As the following two codes show, the order of shuffling and repeating matters.
Worst ordering:
import tensorflow as tf
ds = tf.data.Dataset.range(10)
ds = ds.batch(2)
ds = ds.repeat()
ds = ds.shuffle(100000)
iterator = ds.make_one_shot_iterator()
next_batch = iterator.get_next()
with tf.Session() as sess:
for i in range(15):
if i % (10//2) == 0:
print("------------")
print("{:02d}:".format(i), next_batch.eval())
Output:
------------
00: [6 7]
01: [2 3]
02: [6 7]
03: [0 1]
04: [8 9]
------------
05: [6 7]
06: [4 5]
07: [6 7]
08: [4 5]
09: [0 1]
------------
10: [2 3]
11: [0 1]
12: [0 1]
13: [2 3]
14: [4 5]
Bad Ordering:
import tensorflow as tf
ds = tf.data.Dataset.range(10)
ds = ds.batch(2)
ds = ds.shuffle(100000)
ds = ds.repeat()
iterator = ds.make_one_shot_iterator()
next_batch = iterator.get_next()
with tf.Session() as sess:
for i in range(15):
if i % (10//2) == 0:
print("------------")
print("{:02d}:".format(i), next_batch.eval())
Output:
------------
00: [4 5]
01: [6 7]
02: [8 9]
03: [0 1]
04: [2 3]
------------
05: [0 1]
06: [4 5]
07: [8 9]
08: [2 3]
09: [6 7]
------------
10: [0 1]
11: [4 5]
12: [8 9]
13: [2 3]
14: [6 7]
Best Ordering:
Inspired by GPhilo answer, the order of batching also matter.
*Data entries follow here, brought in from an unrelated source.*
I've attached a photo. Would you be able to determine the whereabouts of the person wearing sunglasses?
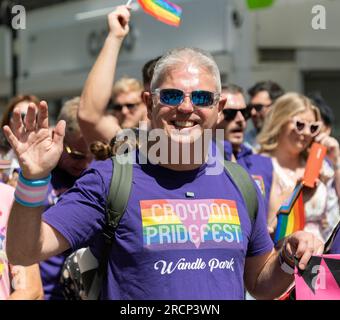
[258,93,339,241]
[40,97,92,300]
[4,6,323,300]
[245,81,284,150]
[216,84,273,216]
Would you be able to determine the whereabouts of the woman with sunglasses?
[258,93,339,241]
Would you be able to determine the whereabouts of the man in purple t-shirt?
[216,84,273,211]
[4,6,323,300]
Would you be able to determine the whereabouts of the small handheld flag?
[274,183,305,244]
[137,0,182,27]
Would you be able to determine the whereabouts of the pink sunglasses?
[293,118,322,137]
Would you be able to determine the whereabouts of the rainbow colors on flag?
[138,0,182,27]
[274,183,305,244]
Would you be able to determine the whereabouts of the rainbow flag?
[138,0,182,27]
[274,183,305,244]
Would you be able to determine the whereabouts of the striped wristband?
[14,172,51,208]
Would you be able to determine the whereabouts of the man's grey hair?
[57,97,81,137]
[151,48,221,93]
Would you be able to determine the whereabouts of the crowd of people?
[0,6,340,300]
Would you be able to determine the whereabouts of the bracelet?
[14,172,51,208]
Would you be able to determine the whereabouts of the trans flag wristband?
[14,172,51,208]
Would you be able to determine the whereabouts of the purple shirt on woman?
[39,167,77,300]
[224,141,273,216]
[43,152,273,300]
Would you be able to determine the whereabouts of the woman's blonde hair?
[0,94,40,128]
[257,92,321,153]
[112,77,143,102]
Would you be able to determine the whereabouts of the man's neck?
[141,141,210,171]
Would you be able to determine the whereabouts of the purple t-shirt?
[224,141,273,212]
[39,167,77,300]
[44,152,273,300]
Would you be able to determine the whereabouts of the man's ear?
[142,91,153,119]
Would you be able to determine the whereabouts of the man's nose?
[250,108,257,117]
[121,106,129,116]
[177,96,194,113]
[235,110,246,122]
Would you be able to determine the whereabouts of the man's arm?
[8,264,44,300]
[78,6,130,144]
[6,202,70,266]
[244,231,323,300]
[3,101,69,266]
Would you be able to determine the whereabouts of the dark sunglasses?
[247,103,271,112]
[223,108,250,121]
[152,89,220,108]
[112,103,137,111]
[293,118,322,137]
[64,144,87,160]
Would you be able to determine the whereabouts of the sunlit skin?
[268,110,316,231]
[278,110,316,157]
[9,101,37,129]
[113,91,147,128]
[250,91,272,130]
[149,65,222,142]
[217,92,247,152]
[58,135,92,177]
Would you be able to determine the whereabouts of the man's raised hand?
[3,101,66,179]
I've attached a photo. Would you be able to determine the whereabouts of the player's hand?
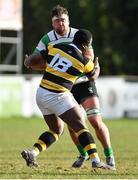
[94,57,100,69]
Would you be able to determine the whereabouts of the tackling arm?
[24,53,46,71]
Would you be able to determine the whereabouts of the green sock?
[77,145,88,156]
[104,147,113,157]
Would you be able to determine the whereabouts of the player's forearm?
[24,53,46,71]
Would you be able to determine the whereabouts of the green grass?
[0,118,138,179]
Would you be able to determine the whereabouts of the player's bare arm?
[24,53,46,71]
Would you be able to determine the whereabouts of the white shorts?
[36,87,78,116]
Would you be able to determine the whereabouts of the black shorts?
[71,81,98,104]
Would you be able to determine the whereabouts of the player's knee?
[86,108,101,118]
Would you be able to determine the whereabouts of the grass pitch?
[0,117,138,179]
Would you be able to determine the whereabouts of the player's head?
[73,29,92,50]
[51,5,69,36]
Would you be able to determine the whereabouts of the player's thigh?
[81,96,100,110]
[43,114,64,135]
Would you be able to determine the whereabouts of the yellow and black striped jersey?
[40,44,94,92]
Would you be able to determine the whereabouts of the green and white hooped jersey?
[35,28,78,52]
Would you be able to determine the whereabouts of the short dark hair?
[73,29,92,46]
[51,4,69,18]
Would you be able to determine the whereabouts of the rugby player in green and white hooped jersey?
[35,5,115,168]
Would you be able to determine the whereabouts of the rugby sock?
[77,129,100,162]
[32,131,58,156]
[77,145,88,156]
[104,147,113,157]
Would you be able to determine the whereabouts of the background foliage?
[23,0,138,75]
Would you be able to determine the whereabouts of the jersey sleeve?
[34,34,50,52]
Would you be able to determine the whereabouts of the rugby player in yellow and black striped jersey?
[40,44,94,92]
[21,29,111,169]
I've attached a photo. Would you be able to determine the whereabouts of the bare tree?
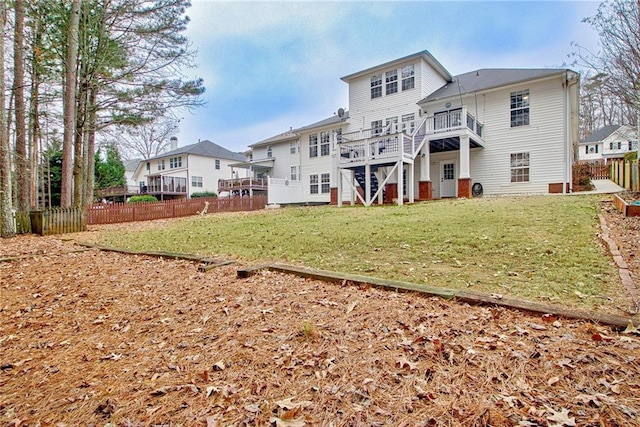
[0,2,16,237]
[60,0,80,208]
[573,0,640,137]
[109,117,180,159]
[13,0,30,212]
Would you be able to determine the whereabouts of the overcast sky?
[178,0,599,151]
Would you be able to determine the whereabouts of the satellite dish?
[471,182,483,197]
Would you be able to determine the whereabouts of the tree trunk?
[84,87,98,205]
[29,9,44,209]
[60,0,81,208]
[13,0,30,212]
[0,1,16,237]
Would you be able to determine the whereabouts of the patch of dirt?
[0,208,640,427]
[601,200,640,287]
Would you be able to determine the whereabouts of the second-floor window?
[384,117,398,133]
[402,114,416,133]
[402,64,415,90]
[511,153,529,182]
[320,173,331,193]
[384,70,398,95]
[371,120,382,135]
[169,157,182,169]
[585,145,598,154]
[309,133,318,157]
[371,74,382,99]
[511,89,529,128]
[320,132,330,156]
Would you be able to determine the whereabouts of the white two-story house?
[244,51,579,205]
[134,140,247,200]
[578,125,638,165]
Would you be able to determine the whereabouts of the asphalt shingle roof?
[580,125,620,143]
[155,139,245,162]
[294,111,349,132]
[418,68,567,104]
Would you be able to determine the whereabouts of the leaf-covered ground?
[0,202,640,426]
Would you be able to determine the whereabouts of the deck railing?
[86,196,267,225]
[339,107,484,163]
[218,178,268,191]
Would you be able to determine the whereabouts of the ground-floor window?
[320,173,331,193]
[511,153,529,182]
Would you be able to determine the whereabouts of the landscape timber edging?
[77,242,638,328]
[237,264,638,328]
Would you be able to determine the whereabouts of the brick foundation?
[549,182,569,194]
[384,183,398,203]
[458,178,471,199]
[418,181,433,200]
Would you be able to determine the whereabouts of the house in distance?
[240,50,580,205]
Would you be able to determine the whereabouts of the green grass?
[90,196,619,306]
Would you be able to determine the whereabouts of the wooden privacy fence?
[611,160,640,191]
[87,196,267,225]
[15,207,87,236]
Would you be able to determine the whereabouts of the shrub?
[129,194,158,203]
[191,191,218,199]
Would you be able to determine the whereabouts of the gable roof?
[340,50,452,83]
[418,68,571,104]
[147,139,245,161]
[295,111,349,132]
[580,125,620,143]
[249,129,298,148]
[122,159,142,172]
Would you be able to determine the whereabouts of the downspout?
[562,77,570,194]
[184,153,191,200]
[563,71,580,192]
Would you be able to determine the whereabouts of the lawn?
[86,196,622,308]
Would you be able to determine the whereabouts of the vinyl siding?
[420,78,571,197]
[347,58,446,132]
[300,123,348,203]
[253,140,300,179]
[189,154,240,196]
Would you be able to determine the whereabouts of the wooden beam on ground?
[236,265,271,279]
[77,242,208,262]
[246,264,639,328]
[198,260,235,273]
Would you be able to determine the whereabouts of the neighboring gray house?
[244,50,580,205]
[133,140,247,200]
[578,125,638,165]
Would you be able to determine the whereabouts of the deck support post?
[397,159,404,206]
[364,163,372,206]
[458,135,471,179]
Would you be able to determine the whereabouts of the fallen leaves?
[0,236,640,427]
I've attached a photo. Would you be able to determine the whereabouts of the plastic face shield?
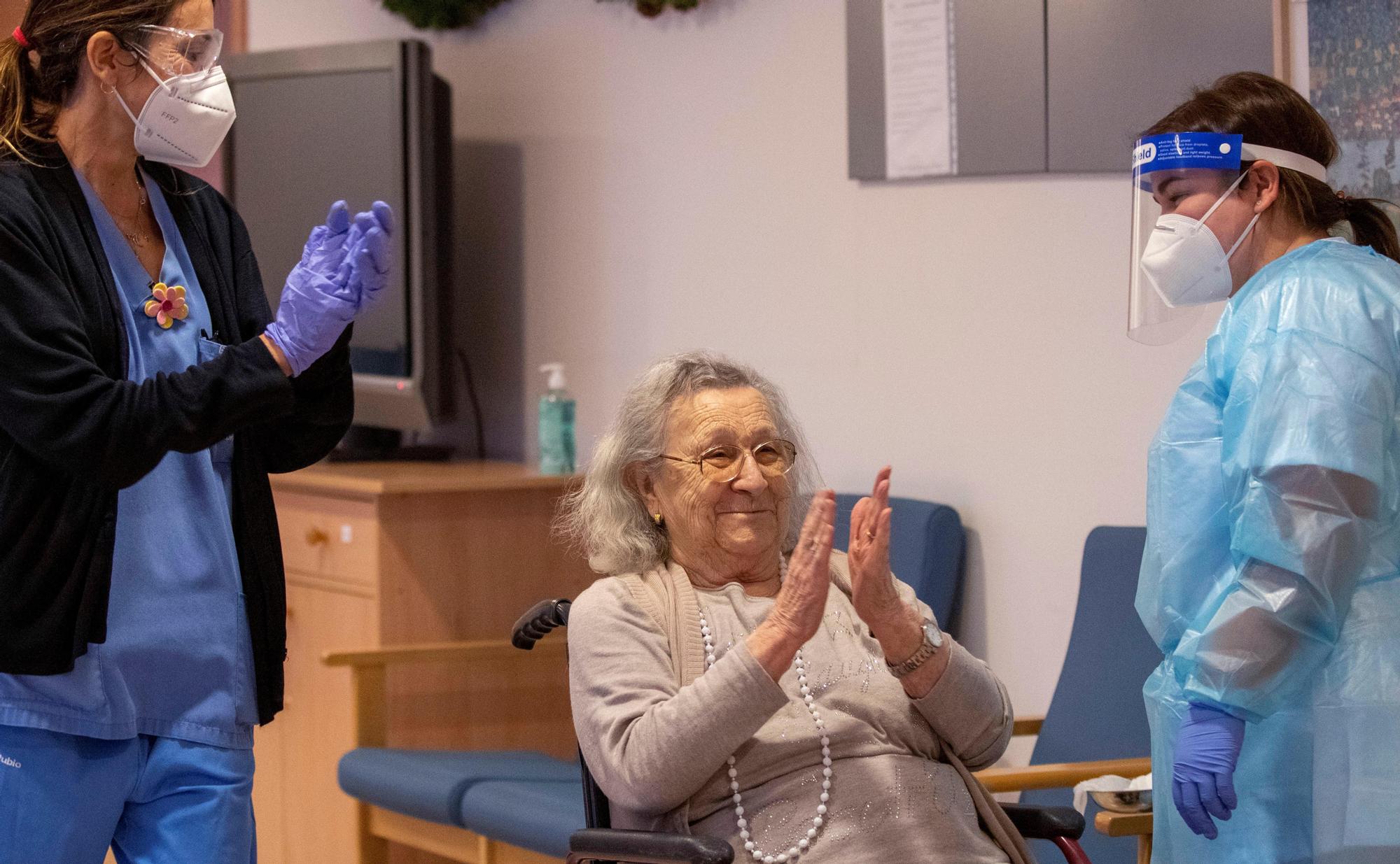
[132,24,224,76]
[1128,132,1243,346]
[1128,132,1327,346]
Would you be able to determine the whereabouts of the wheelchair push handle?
[511,598,570,651]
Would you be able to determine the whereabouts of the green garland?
[636,0,700,18]
[384,0,505,29]
[382,0,700,29]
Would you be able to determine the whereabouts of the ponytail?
[1338,196,1400,262]
[0,30,35,160]
[0,0,181,162]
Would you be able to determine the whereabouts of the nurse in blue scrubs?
[0,0,393,864]
[1131,73,1400,864]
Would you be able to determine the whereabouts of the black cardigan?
[0,147,354,723]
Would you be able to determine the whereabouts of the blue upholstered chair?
[326,495,980,864]
[836,495,966,637]
[979,527,1172,864]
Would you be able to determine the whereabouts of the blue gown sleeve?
[1175,320,1396,720]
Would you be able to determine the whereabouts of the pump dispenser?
[539,364,574,474]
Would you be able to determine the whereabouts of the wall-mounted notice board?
[846,0,1277,180]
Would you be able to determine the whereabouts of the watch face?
[924,621,944,647]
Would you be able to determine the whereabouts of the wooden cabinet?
[253,462,594,864]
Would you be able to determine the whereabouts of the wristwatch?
[885,618,944,678]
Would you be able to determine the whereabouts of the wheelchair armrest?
[568,828,734,864]
[1001,804,1084,840]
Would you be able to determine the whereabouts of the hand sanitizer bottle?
[539,364,574,474]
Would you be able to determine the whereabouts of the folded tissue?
[1074,774,1152,814]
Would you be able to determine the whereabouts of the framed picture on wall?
[1275,0,1400,201]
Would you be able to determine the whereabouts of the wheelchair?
[511,598,1091,864]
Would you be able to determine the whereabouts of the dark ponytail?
[1144,73,1400,262]
[1340,197,1400,262]
[0,0,181,161]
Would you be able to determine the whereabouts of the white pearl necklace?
[700,556,832,864]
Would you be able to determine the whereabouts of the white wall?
[249,0,1204,738]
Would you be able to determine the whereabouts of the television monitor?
[224,41,452,432]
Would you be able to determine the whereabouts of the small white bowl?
[1089,788,1152,814]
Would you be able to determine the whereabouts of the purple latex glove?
[336,201,395,312]
[300,201,350,280]
[1172,702,1245,840]
[265,201,358,376]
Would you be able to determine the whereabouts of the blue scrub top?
[0,166,258,749]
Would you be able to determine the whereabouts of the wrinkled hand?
[764,489,836,647]
[1172,702,1245,840]
[336,201,395,313]
[745,489,836,681]
[847,465,909,633]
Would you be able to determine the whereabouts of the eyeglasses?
[130,24,224,76]
[661,437,797,482]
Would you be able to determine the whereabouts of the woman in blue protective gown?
[0,0,392,864]
[1134,74,1400,864]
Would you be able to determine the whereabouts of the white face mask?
[1141,172,1261,308]
[116,60,237,168]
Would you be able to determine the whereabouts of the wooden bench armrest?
[1011,714,1046,735]
[321,637,568,746]
[1093,809,1152,837]
[974,756,1152,793]
[321,637,567,668]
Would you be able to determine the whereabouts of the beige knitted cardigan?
[620,552,1036,864]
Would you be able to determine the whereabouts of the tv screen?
[227,41,449,430]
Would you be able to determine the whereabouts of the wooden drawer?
[277,495,379,587]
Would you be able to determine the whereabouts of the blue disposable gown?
[1137,239,1400,864]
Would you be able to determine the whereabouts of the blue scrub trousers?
[0,725,258,864]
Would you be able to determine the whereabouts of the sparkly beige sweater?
[568,556,1012,864]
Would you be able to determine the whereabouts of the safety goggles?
[132,24,224,76]
[1128,132,1327,346]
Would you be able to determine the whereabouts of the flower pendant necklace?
[143,283,189,330]
[700,555,832,864]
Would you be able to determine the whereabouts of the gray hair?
[556,351,819,573]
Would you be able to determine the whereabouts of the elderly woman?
[566,354,1023,864]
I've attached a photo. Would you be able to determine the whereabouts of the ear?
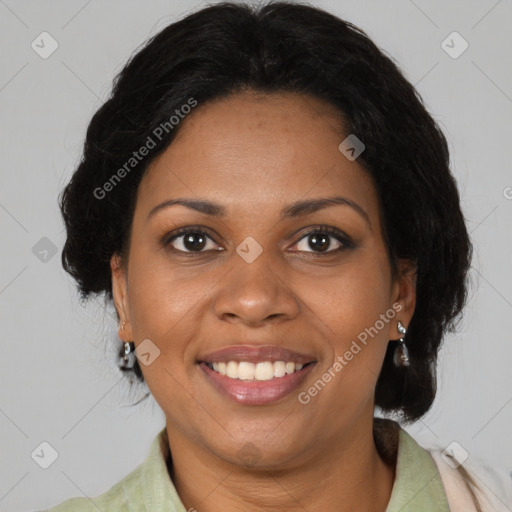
[110,253,133,341]
[390,259,417,339]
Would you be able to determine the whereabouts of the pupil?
[183,233,205,251]
[309,234,329,249]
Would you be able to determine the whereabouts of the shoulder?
[46,464,144,512]
[428,448,512,512]
[46,428,185,512]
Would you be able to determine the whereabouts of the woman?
[47,3,508,512]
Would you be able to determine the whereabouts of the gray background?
[0,0,512,511]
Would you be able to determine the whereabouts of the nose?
[213,250,299,326]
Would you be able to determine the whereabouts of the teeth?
[207,361,304,380]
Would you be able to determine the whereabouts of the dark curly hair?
[59,2,472,422]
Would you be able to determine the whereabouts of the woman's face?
[112,92,414,467]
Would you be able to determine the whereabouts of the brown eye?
[165,229,216,253]
[296,226,353,255]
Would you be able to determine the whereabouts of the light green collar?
[141,422,450,512]
[386,428,450,512]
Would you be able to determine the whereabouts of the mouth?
[197,345,316,405]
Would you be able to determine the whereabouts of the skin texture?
[111,91,415,512]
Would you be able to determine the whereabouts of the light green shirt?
[48,420,450,512]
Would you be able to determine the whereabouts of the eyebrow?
[147,196,371,228]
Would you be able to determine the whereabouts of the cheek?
[308,252,396,364]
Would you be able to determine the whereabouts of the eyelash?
[162,225,354,257]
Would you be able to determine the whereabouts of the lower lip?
[199,363,315,405]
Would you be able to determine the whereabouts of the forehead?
[137,92,377,222]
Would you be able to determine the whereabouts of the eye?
[295,226,354,256]
[164,228,220,253]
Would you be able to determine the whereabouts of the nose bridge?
[213,237,298,323]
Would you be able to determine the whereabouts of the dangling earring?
[120,320,135,368]
[122,341,135,368]
[393,321,411,366]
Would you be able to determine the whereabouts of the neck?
[167,417,396,512]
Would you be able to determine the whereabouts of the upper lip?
[198,345,315,365]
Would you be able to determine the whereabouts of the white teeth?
[226,361,238,379]
[206,361,304,380]
[254,361,274,380]
[274,361,286,377]
[238,361,255,380]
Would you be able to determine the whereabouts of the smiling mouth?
[203,361,313,381]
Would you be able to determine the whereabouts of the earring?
[393,321,411,367]
[122,341,135,368]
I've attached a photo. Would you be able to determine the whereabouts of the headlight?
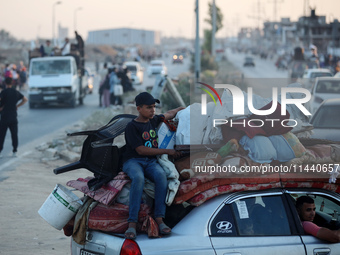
[59,88,72,93]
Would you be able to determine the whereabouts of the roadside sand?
[0,126,92,255]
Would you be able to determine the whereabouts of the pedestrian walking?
[0,77,27,157]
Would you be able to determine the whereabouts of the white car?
[123,61,144,85]
[299,68,333,89]
[147,60,168,76]
[306,77,340,114]
[71,188,340,255]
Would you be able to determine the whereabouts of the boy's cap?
[135,92,160,106]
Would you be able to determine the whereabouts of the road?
[227,50,289,97]
[0,55,190,167]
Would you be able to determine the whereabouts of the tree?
[203,3,223,54]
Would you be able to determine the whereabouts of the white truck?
[28,46,87,108]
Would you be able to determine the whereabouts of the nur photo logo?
[198,82,222,115]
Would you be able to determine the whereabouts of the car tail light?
[120,239,142,255]
[314,96,323,104]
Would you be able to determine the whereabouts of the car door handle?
[313,248,331,255]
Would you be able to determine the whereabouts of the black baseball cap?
[135,92,160,106]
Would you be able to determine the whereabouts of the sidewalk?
[0,123,92,255]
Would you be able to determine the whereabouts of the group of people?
[99,63,134,108]
[0,61,27,90]
[39,31,84,57]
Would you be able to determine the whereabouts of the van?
[299,68,333,89]
[124,61,144,85]
[28,56,86,108]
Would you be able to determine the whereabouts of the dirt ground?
[0,126,92,255]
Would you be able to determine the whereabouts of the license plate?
[80,249,103,255]
[44,96,57,100]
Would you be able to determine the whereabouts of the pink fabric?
[66,172,130,205]
[302,221,321,237]
[88,203,159,237]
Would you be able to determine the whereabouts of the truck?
[28,44,87,108]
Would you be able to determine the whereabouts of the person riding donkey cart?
[123,92,184,239]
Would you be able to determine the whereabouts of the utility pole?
[211,0,216,58]
[272,0,283,22]
[194,0,201,88]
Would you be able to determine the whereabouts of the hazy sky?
[0,0,340,40]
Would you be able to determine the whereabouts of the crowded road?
[0,50,288,171]
[0,52,190,169]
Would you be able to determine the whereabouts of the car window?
[290,193,340,230]
[311,105,340,128]
[315,80,340,94]
[310,73,332,78]
[211,196,291,236]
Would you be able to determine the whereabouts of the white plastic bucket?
[38,184,83,230]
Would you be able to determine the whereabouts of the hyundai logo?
[216,221,233,230]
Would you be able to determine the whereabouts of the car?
[310,98,340,142]
[147,60,168,76]
[305,77,340,114]
[123,61,144,85]
[172,53,184,64]
[298,68,333,89]
[71,186,340,255]
[243,57,255,67]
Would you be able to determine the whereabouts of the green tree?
[202,3,223,54]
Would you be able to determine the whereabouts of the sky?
[0,0,340,40]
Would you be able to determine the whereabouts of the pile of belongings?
[64,83,340,241]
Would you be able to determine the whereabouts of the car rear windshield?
[31,60,71,75]
[315,80,340,94]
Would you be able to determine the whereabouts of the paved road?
[0,56,190,169]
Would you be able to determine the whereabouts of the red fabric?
[88,203,159,237]
[302,221,321,237]
[66,172,130,205]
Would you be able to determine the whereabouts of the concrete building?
[86,28,161,46]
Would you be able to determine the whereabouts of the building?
[86,28,161,46]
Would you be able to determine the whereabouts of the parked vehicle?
[147,60,168,76]
[123,61,144,85]
[298,68,333,89]
[243,57,255,67]
[71,188,340,255]
[306,77,340,114]
[28,56,87,108]
[310,98,340,141]
[172,53,184,64]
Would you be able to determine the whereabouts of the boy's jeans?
[123,158,168,222]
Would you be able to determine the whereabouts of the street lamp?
[52,1,61,44]
[73,7,83,31]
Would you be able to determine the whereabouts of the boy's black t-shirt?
[0,88,24,121]
[123,114,164,162]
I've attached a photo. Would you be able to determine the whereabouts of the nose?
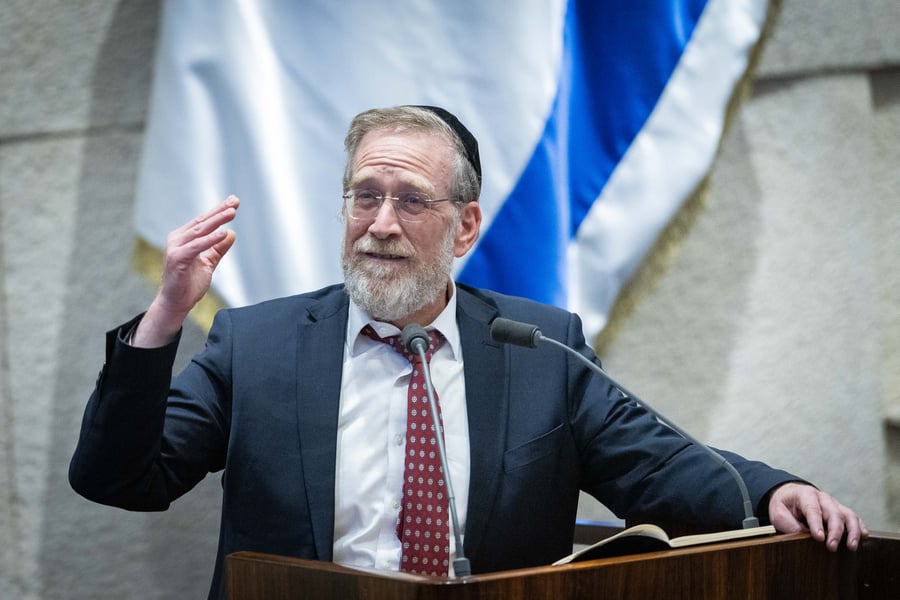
[369,199,403,239]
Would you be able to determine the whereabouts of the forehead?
[352,129,453,187]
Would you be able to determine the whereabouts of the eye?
[353,190,381,208]
[400,192,428,215]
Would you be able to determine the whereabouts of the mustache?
[353,236,415,257]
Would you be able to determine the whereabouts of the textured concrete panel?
[0,0,159,138]
[759,0,900,77]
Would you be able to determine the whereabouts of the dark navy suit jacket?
[69,285,796,597]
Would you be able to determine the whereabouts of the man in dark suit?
[70,107,867,597]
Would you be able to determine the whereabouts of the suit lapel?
[296,290,348,560]
[457,286,509,558]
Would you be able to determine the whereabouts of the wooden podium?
[225,533,900,600]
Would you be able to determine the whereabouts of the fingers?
[166,196,240,264]
[769,483,869,552]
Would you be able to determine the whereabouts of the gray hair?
[343,106,481,202]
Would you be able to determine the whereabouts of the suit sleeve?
[69,317,227,511]
[567,310,798,531]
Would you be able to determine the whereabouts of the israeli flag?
[135,0,767,339]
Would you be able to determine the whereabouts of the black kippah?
[413,104,481,181]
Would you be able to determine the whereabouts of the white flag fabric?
[135,0,767,336]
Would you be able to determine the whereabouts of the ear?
[453,202,481,258]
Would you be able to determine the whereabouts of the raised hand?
[131,196,240,348]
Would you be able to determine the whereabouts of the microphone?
[491,317,759,529]
[400,323,472,577]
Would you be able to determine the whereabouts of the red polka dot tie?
[364,326,450,575]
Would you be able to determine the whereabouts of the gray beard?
[341,227,456,322]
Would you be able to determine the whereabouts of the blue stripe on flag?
[459,0,706,307]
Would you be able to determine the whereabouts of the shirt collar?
[346,280,460,357]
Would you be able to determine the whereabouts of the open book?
[553,525,775,565]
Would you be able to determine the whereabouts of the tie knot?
[362,325,444,364]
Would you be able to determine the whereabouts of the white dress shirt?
[334,286,469,575]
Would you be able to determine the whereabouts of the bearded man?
[69,106,867,598]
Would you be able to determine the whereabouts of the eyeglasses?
[343,190,457,223]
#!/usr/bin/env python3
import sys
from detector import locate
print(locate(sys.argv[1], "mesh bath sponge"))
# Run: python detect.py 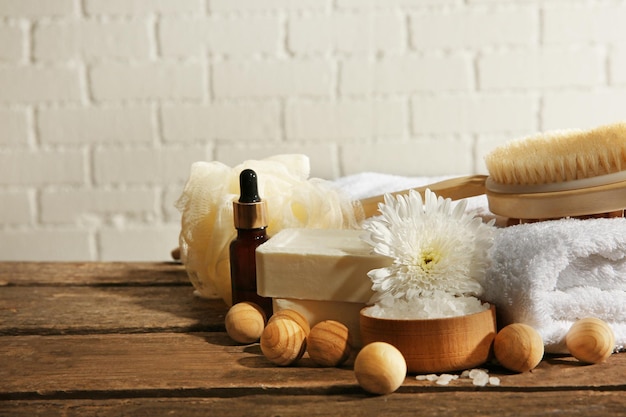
[176,155,363,305]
For batches to be different in each epoch, one must shuffle first, then repeat, and finally batch. As it can be seen in the output, all batches are unique, unlike the other.
import tensorflow as tf
ds = tf.data.Dataset.range(10)
ds = ds.shuffle(100000)
ds = ds.repeat()
ds = ds.batch(2)
iterator = ds.make_one_shot_iterator()
next_batch = iterator.get_next()
with tf.Session() as sess:
for i in range(15):
if i % (10//2) == 0:
print("------------")
print("{:02d}:".format(i), next_batch.eval())
Output:
------------
00: [2 5]
01: [1 8]
02: [9 6]
03: [3 4]
04: [7 0]
------------
05: [4 3]
06: [0 2]
07: [1 9]
08: [6 5]
09: [8 7]
------------
10: [7 3]
11: [5 9]
12: [4 1]
13: [8 6]
14: [0 2]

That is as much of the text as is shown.